If a source is followed by '*', the gene feature is not present in that particular species, although there is evidence for it, e.g.
hgm_info "...,6E*-108";
means that the gene feature is not present in the gene set of species 6, but has RNA-Seq support - a sign for a false negative in species 6, in particular if
the gene feature is present and has strong evidence in many of the other species.
# gene feature level:
#
#
# number/% of features with exact homologs in at least k other genomes:
#
#---------------------------------------------------------------------------------------------------
# k CDS Intr Exon Intr+Exon
#---------------------------------------------------------------------------------------------------
#
# 0 6 100.0% 5 100.0% 6 100.0% 11 100.0% *************************
# 1 6 100.0% 5 100.0% 5 83.3% 10 90.9% **********************
# 2 5 83.3% 4 80.0% 4 66.7% 8 72.7% ******************
# 3 5 83.3% 4 80.0% 4 66.7% 8 72.7% ******************
# 4 5 83.3% 4 80.0% 4 66.7% 8 72.7% ******************
# 5 2 33.3% 1 20.0% 2 33.3% 3 27.3% ******
# 6 0 0.0% 0 0.0% 0 0.0% 0 0.0%
# 7 0 0.0% 0 0.0% 0 0.0% 0 0.0%
#
# number/% of features supported by extrinsic evidence in at least k genomes :
#
#---------------------------------------------------------------------------------------------------
# k CDS Intr Exon Intr+Exon
#---------------------------------------------------------------------------------------------------
#
# 0 6 100.0% 5 100.0% 6 100.0% 11 100.0% *************************
# 1 6 100.0% 5 100.0% 0 0.0% 5 45.5% ***********
# 2 0 0.0% 4 80.0% 0 0.0% 4 36.4% *********
# 3 0 0.0% 3 60.0% 0 0.0% 3 27.3% ******
# 4 0 0.0% 0 0.0% 0 0.0% 0 0.0%
# 5 0 0.0% 0 0.0% 0 0.0% 0 0.0%
# 6 0 0.0% 0 0.0% 0 0.0% 0 0.0%
# 7 0 0.0% 0 0.0% 0 0.0% 0 0.0%
# 8 0 0.0% 0 0.0% 0 0.0% 0 0.0%
The gene feature level displays the cumulative sum of percentages of CDS/intron/exon features of the transcript T, that are
- consistent with CDS/intron/exon features in k other genomes (first table)
- are supported by hints in at least k genomes (second table)

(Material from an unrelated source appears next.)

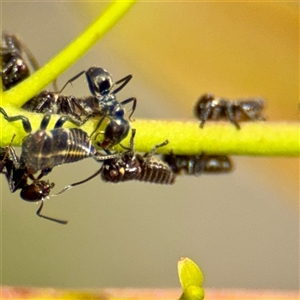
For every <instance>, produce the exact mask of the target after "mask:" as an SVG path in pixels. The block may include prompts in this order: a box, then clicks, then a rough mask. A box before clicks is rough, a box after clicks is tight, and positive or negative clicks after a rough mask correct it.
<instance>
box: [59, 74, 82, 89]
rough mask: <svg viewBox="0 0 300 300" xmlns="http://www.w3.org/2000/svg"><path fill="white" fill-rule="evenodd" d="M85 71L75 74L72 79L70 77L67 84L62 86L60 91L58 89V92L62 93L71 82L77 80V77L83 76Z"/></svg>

Let's have a closer look at the first table. For k=3
#---------------------------------------------------------------------------------------------------
# k CDS Intr Exon Intr+Exon
#---------------------------------------------------------------------------------------------------
#
# 0 6 100.0% 5 100.0% 6 100.0% 11 100.0% *************************
# 1 6 100.0% 5 100.0% 5 83.3% 10 90.9% **********************
# 2 5 83.3% 4 80.0% 4 66.7% 8 72.7% ******************
# 3 5 83.3% 4 80.0% 4 66.7% 8 72.7% ******************
# 4 5 83.3% 4 80.0% 4 66.7% 8 72.7% ******************
# 5 2 33.3% 1 20.0% 2 33.3% 3 27.3% ******
# 6 0 0.0% 0 0.0% 0 0.0% 0 0.0%
# 7 0 0.0% 0 0.0% 0 0.0% 0 0.0%
we can see that
- 5 out of the 6 CDS exons (83.3%) are consistent with a CDS exon
- 4 out of the 5 introns (80.0%) are consistent with an intron
- 4 out of the 6 exons (66.7%) are consistent with an exon
in at least k=3 of the other gene sets.
For k=1, the second table shows that
#---------------------------------------------------------------------------------------------------
# k CDS Intr Exon Intr+Exon
#---------------------------------------------------------------------------------------------------
#
# 0 6 100.0% 5 100.0% 6 100.0% 11 100.0% *************************
# 1 6 100.0% 5 100.0% 0 0.0% 5 45.5% ***********
# 2 0 0.0% 4 80.0% 0 0.0% 4 36.4% *********
# 3 0 0.0% 3 60.0% 0 0.0% 3 27.3% ******
# 4 0 0.0% 0 0.0% 0 0.0% 0 0.0%
# 5 0 0.0% 0 0.0% 0 0.0% 0 0.0%
# 6 0 0.0% 0 0.0% 0 0.0% 0 0.0%
# 7 0 0.0% 0 0.0% 0 0.0% 0 0.0%
# 8 0 0.0% 0 0.0% 0 0.0% 0 0.0%
- 6 out of the 6 CDS exons (100.0%)
- 5 out of the 5 introns (100.0%)
are supported by evidence (any source) in at least k=1 of the gene sets.
Note that the database contains no 'exon' hints. Thus, none of the exon features have support.